One in four girls depressed by age 14
A quarter of girls and one in 10 boys depressed by 14, research finds
Published on 20th September 2017
One in four girls are depressed by the age of 14-years-old, according to the latest research.
The UCL Institute of Education and the University of Liverpool found that a quarter of girls and one in 10 boys showing symptoms of depression.
Lead author, Dr Praveetha Patalay, said: “In recent years, there has been a growing policy focus on children’s mental health. However, there has been a lack of nationally representative estimates of mental health problems for this generation.
“In other research, we’ve highlighted the increasing mental health difficulties faced by girls today compared to previous generations and this study further highlights the worryingly high rates of depression.”
Researchers analysed information on more than 10,000 children born in 2000-01 who are taking part in the Millennium Cohort Study. At ages 3, 5, 7, 11 and 14, parents reported on their children’s mental health. Then, when they reached 14, the children were themselves asked questions about their depressive symptoms.
The research found that:
- Generally, 14-year-olds from better-off families were less likely to have high levels of depressive symptoms compared to their peers from poorer homes.

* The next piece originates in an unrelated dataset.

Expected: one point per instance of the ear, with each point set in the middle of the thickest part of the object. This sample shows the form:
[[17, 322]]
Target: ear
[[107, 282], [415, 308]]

- Parents’ reports of emotional problems were roughly the same for boys and girls throughout childhood, increasing from 7 per cent of children at age 7 to 12 per cent at age 11.

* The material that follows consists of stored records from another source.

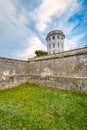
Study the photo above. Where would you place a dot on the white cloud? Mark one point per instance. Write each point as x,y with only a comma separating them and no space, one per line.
57,8
32,43
14,17
72,43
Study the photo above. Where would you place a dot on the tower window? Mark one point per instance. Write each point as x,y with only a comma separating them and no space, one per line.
49,38
61,38
53,37
53,45
58,45
49,46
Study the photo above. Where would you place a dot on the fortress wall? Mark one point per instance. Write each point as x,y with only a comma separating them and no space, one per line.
12,72
67,70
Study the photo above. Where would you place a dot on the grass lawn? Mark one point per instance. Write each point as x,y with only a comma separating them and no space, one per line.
30,107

- At age 14, emotional problems became more prevalent in girls, with 18 per cent having symptoms of depression and anxiety, compared to 12 per cent of boys.
- Boys were more likely than girls to have behaviour problems throughout childhood and early adolescence.
Professor Emla Fitzsimons, Director of the Millennium Cohort Study, said: “These stark findings provide evidence that mental health problems among girls rise sharply as they enter adolescence; and, while further research using this rich data is needed to understand the causes and consequences of this, this study highlights the extent of mental health problems among young adolescents in the UK today.”